Beauty Roots

How Grace & Company's Founder Kimanee Mason Went From Model To Mogul

The entrepreneur chats with Bustle.

Grace & Company’s founder and former model, Kimanee Mason.
Originally Published: 

In Beauty Roots, Bustle chats with diverse creators in the beauty industry about how their heritage has influenced their businesses and routines. Here, Grace & Company’s founder, Kimanee Mason, shares more about her upbringing in Jamaica, earliest beauty memories, and entrepreneurial journey.

While Grace & Company launched back in 2016, Kimanee Mason’s hair woes (relatable issues like breakage and hair fall) go back a lot further than that. Her search for superior products that would help protect her fragile strands — pillowcases, shower caps, scrunchies, and more — eventually lead to the creation of her very own.

I Zoom with Mason while she’s in New York City, but she tells me that Jamaica will always feel like home to her. And growing up in the Caribbean country, she had no shortage of inspiration. “I’m inspired by the women of Jamaica in particular,” she tells me. “Their strength, determination, and gracefulness.” She adds that she’s also inspired by the landscape, beaches, and the way of life. “It's a simpler way of living,” she says. “And because I was raised that way, that is how I approach my life.”

Designing a shower cap may seem like an easy task, but Mason lists off all of the variables. It requires a fabric that is waterproof yet breathable, mold-resistant, and capable of fitting multiple head sizes. Using her knowledge of different fabrics, she’s been able to create unique blends of vegan satin and micro-cotton.

Below, Mason dives deeper into childhood beauty traditions, textiles, and more.

How does your childhood in Jamaica inspire you and the work you do every day?

I think there's a certain sensibility that you have just by growing up the way I did in Jamaica. There's even just a sensibility, design-wise, because you're around really beautiful things all the time, like the beaches and the landscape. That has definitely informed the way I approach designs, the products I choose to design, and even the patterns that I choose.

Growing up in Jamaica, what beauty rituals were passed down to you?

I had aloe vera in the back of my yard. My mom would take all the stuff from the inside, and it was like a jelly for our hair.

There were lots of things like that I remember from childhood.

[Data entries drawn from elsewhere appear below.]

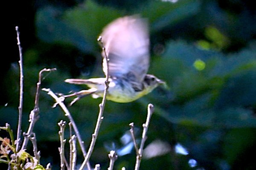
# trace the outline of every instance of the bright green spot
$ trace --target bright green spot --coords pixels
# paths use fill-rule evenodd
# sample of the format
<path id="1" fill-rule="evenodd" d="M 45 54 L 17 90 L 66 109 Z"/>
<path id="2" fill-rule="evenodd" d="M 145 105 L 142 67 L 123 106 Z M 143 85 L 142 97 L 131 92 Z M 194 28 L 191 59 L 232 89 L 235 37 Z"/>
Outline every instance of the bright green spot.
<path id="1" fill-rule="evenodd" d="M 198 45 L 205 50 L 209 50 L 211 48 L 211 44 L 208 41 L 204 40 L 200 40 L 198 42 Z"/>
<path id="2" fill-rule="evenodd" d="M 201 71 L 205 68 L 205 62 L 200 59 L 198 59 L 194 62 L 193 65 L 196 69 Z"/>

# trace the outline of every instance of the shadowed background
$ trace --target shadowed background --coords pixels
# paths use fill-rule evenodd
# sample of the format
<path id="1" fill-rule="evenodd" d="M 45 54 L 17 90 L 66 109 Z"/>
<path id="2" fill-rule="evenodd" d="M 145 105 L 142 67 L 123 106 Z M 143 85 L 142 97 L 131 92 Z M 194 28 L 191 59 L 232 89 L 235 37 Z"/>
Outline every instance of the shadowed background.
<path id="1" fill-rule="evenodd" d="M 23 48 L 24 131 L 40 71 L 57 68 L 44 74 L 42 88 L 65 94 L 84 88 L 64 80 L 103 76 L 96 41 L 102 28 L 118 17 L 140 14 L 150 24 L 149 74 L 165 80 L 168 87 L 129 103 L 107 101 L 92 165 L 99 163 L 105 169 L 108 153 L 115 149 L 119 153 L 116 169 L 134 168 L 135 153 L 126 135 L 128 125 L 134 122 L 139 139 L 147 104 L 152 103 L 155 112 L 145 147 L 153 146 L 152 150 L 158 151 L 159 155 L 145 156 L 141 170 L 253 170 L 256 166 L 251 156 L 256 151 L 256 7 L 251 3 L 67 0 L 4 3 L 9 9 L 2 14 L 5 60 L 0 64 L 0 126 L 9 122 L 16 133 L 19 68 L 15 26 Z M 67 105 L 71 100 L 66 100 Z M 69 108 L 86 146 L 101 101 L 88 96 Z M 54 103 L 41 92 L 40 119 L 34 131 L 41 164 L 51 162 L 57 170 L 57 123 L 68 120 L 59 108 L 51 108 Z M 68 138 L 67 128 L 66 132 Z M 0 135 L 5 137 L 2 131 Z M 124 142 L 127 136 L 128 142 Z M 179 148 L 186 152 L 177 151 Z M 78 153 L 81 162 L 80 150 Z"/>

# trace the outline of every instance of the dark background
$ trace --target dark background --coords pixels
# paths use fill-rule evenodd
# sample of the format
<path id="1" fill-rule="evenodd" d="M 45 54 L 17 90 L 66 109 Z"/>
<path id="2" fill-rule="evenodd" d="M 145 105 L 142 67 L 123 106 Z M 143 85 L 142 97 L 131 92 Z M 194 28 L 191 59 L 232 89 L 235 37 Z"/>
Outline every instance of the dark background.
<path id="1" fill-rule="evenodd" d="M 57 69 L 44 74 L 42 88 L 64 94 L 84 88 L 64 80 L 103 76 L 96 41 L 102 28 L 118 17 L 140 14 L 150 23 L 149 73 L 165 80 L 168 88 L 160 87 L 129 103 L 107 102 L 91 164 L 99 163 L 106 169 L 108 153 L 115 149 L 119 151 L 115 169 L 134 168 L 134 150 L 125 152 L 129 145 L 120 139 L 131 122 L 140 139 L 147 105 L 152 103 L 155 112 L 145 147 L 160 140 L 167 151 L 148 159 L 145 156 L 140 169 L 254 169 L 256 7 L 252 1 L 6 1 L 2 8 L 6 10 L 2 10 L 0 126 L 8 122 L 16 133 L 20 74 L 16 26 L 23 47 L 22 130 L 26 131 L 40 71 Z M 67 100 L 67 105 L 71 99 Z M 69 108 L 86 146 L 90 142 L 101 101 L 89 96 Z M 57 123 L 68 121 L 59 108 L 51 108 L 54 102 L 41 91 L 41 117 L 34 132 L 41 164 L 45 166 L 50 162 L 57 170 L 60 160 Z M 2 130 L 0 133 L 5 137 Z M 175 153 L 177 144 L 189 154 Z M 32 154 L 31 144 L 28 151 Z M 83 158 L 80 150 L 78 153 L 80 163 Z M 195 167 L 189 165 L 190 159 L 196 161 Z"/>

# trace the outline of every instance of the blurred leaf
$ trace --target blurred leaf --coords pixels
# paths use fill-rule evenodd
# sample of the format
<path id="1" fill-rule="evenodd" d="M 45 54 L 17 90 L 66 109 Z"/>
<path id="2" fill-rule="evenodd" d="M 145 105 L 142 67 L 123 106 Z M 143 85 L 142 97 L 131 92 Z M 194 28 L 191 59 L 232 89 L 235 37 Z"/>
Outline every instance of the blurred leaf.
<path id="1" fill-rule="evenodd" d="M 63 20 L 61 9 L 48 6 L 37 13 L 37 35 L 42 40 L 52 43 L 68 44 L 81 51 L 90 51 L 91 44 L 83 35 Z"/>
<path id="2" fill-rule="evenodd" d="M 149 17 L 151 30 L 154 32 L 195 14 L 198 11 L 200 5 L 199 0 L 183 0 L 175 3 L 169 1 L 151 1 L 141 13 Z"/>

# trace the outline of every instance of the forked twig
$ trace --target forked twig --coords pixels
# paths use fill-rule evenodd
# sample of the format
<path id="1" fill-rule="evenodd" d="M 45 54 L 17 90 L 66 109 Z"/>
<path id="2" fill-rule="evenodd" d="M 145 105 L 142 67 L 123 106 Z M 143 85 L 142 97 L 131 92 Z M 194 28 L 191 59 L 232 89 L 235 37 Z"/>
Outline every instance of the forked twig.
<path id="1" fill-rule="evenodd" d="M 84 142 L 82 140 L 81 136 L 79 132 L 79 130 L 78 130 L 78 128 L 77 128 L 77 127 L 76 125 L 76 123 L 75 122 L 75 121 L 74 121 L 72 116 L 70 114 L 67 108 L 67 107 L 66 107 L 66 105 L 64 104 L 64 103 L 63 103 L 63 101 L 64 100 L 64 98 L 63 97 L 58 97 L 49 88 L 44 88 L 42 89 L 42 90 L 47 92 L 49 95 L 51 96 L 52 97 L 52 98 L 53 98 L 53 99 L 55 99 L 56 102 L 55 104 L 55 105 L 54 106 L 54 107 L 56 106 L 57 105 L 58 105 L 61 107 L 61 108 L 62 110 L 65 113 L 65 116 L 67 117 L 70 121 L 72 124 L 72 127 L 73 128 L 73 129 L 74 129 L 74 131 L 75 131 L 76 135 L 77 137 L 78 142 L 79 143 L 79 145 L 80 146 L 81 150 L 82 150 L 82 152 L 83 153 L 83 155 L 84 156 L 84 157 L 85 158 L 87 155 L 87 153 L 84 148 Z M 87 162 L 86 164 L 86 165 L 88 170 L 90 170 L 91 168 L 89 162 Z"/>
<path id="2" fill-rule="evenodd" d="M 135 164 L 135 168 L 134 169 L 135 170 L 139 170 L 140 169 L 140 162 L 142 158 L 143 149 L 144 144 L 147 139 L 147 133 L 148 132 L 148 125 L 149 125 L 149 122 L 150 122 L 151 116 L 153 114 L 153 105 L 152 104 L 149 104 L 148 105 L 148 114 L 147 116 L 147 119 L 145 123 L 144 123 L 143 125 L 143 132 L 142 133 L 142 138 L 141 139 L 141 142 L 140 142 L 140 148 L 138 150 L 138 153 L 137 153 L 136 163 Z"/>
<path id="3" fill-rule="evenodd" d="M 39 72 L 38 75 L 38 82 L 37 83 L 36 88 L 36 92 L 35 95 L 35 106 L 34 109 L 30 112 L 29 114 L 29 126 L 27 132 L 25 133 L 23 133 L 23 136 L 24 136 L 24 141 L 23 141 L 23 144 L 22 144 L 22 147 L 21 149 L 25 149 L 26 148 L 28 142 L 29 141 L 29 137 L 31 134 L 33 133 L 33 129 L 35 126 L 35 122 L 38 120 L 39 118 L 39 107 L 38 106 L 39 102 L 39 94 L 40 94 L 40 90 L 41 86 L 41 82 L 42 81 L 42 74 L 44 72 L 49 72 L 55 71 L 56 68 L 44 68 Z"/>

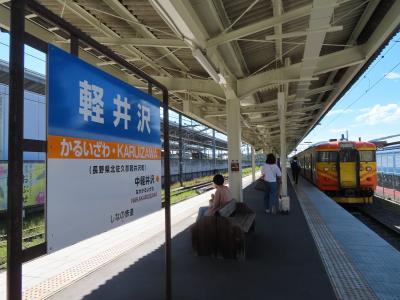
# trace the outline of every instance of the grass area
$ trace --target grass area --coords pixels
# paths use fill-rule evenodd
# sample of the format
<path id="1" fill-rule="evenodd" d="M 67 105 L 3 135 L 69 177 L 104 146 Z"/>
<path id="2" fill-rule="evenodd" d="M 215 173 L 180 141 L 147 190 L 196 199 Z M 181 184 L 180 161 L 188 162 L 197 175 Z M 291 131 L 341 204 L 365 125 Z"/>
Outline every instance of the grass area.
<path id="1" fill-rule="evenodd" d="M 28 215 L 23 222 L 22 243 L 23 249 L 44 243 L 44 212 Z M 39 235 L 40 234 L 40 235 Z M 39 235 L 39 236 L 38 236 Z M 6 267 L 7 262 L 7 227 L 6 221 L 0 222 L 0 269 Z"/>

It's an island, so you have lots of beautiful plants and different things that were incorporated into what I would do for my hair or skin. It wasn't always about going to buy a new product — it was just about living from what you have.

How did you come up with the idea of creating Grace & Company?

I was a model for 15 years and did everything from runways to commercial work. As a model, your hair gets truly, truly destroyed. You’re always getting your hair done and there's a lot of heat damage. A lot of models wear extensions for this reason because you're always trying to preserve your natural hair.

I was a designer at an architecture firm and as a working mom, it was still an issue. How do I really care for the health of my hair and prevent damage? We came up with this idea of using textiles to really solve these problems, because I have a background in textiles.

[I wanted to] create innovative fabrics that could solve the problems that I and a lot of other women have. After having children, my hair broke off even more. There's significant hair loss, and that's something that a lot of women don't talk about.

I started to experiment with fabrics because I was using all these really wonderful products, but products can only get you halfway. [If I use nice, super nourishing products] but sleep on a cotton pillowcase that absorbs all that really good stuff that I just put in, it defeats the purpose.

What sets Grace & Company apart from other brands?

A lot of time is spent in product development. We came up with innovative fabric that can be made into a single layer, is completely waterproof, and just works well. We really think about the person using the product also.

The micro-cotton collection, which launched last year, is something that [did not exist] in the market. We put together a combination of fabrics — microfiber and a cotton — and blended those together to create something that was better than a microfiber or a cotton hair towel.

We try to stay on top of that and use the best and newest fabrics, while also designing different blends of fabrics to solve for hair loss and breakage.

This interview has been edited and condensed for clarity.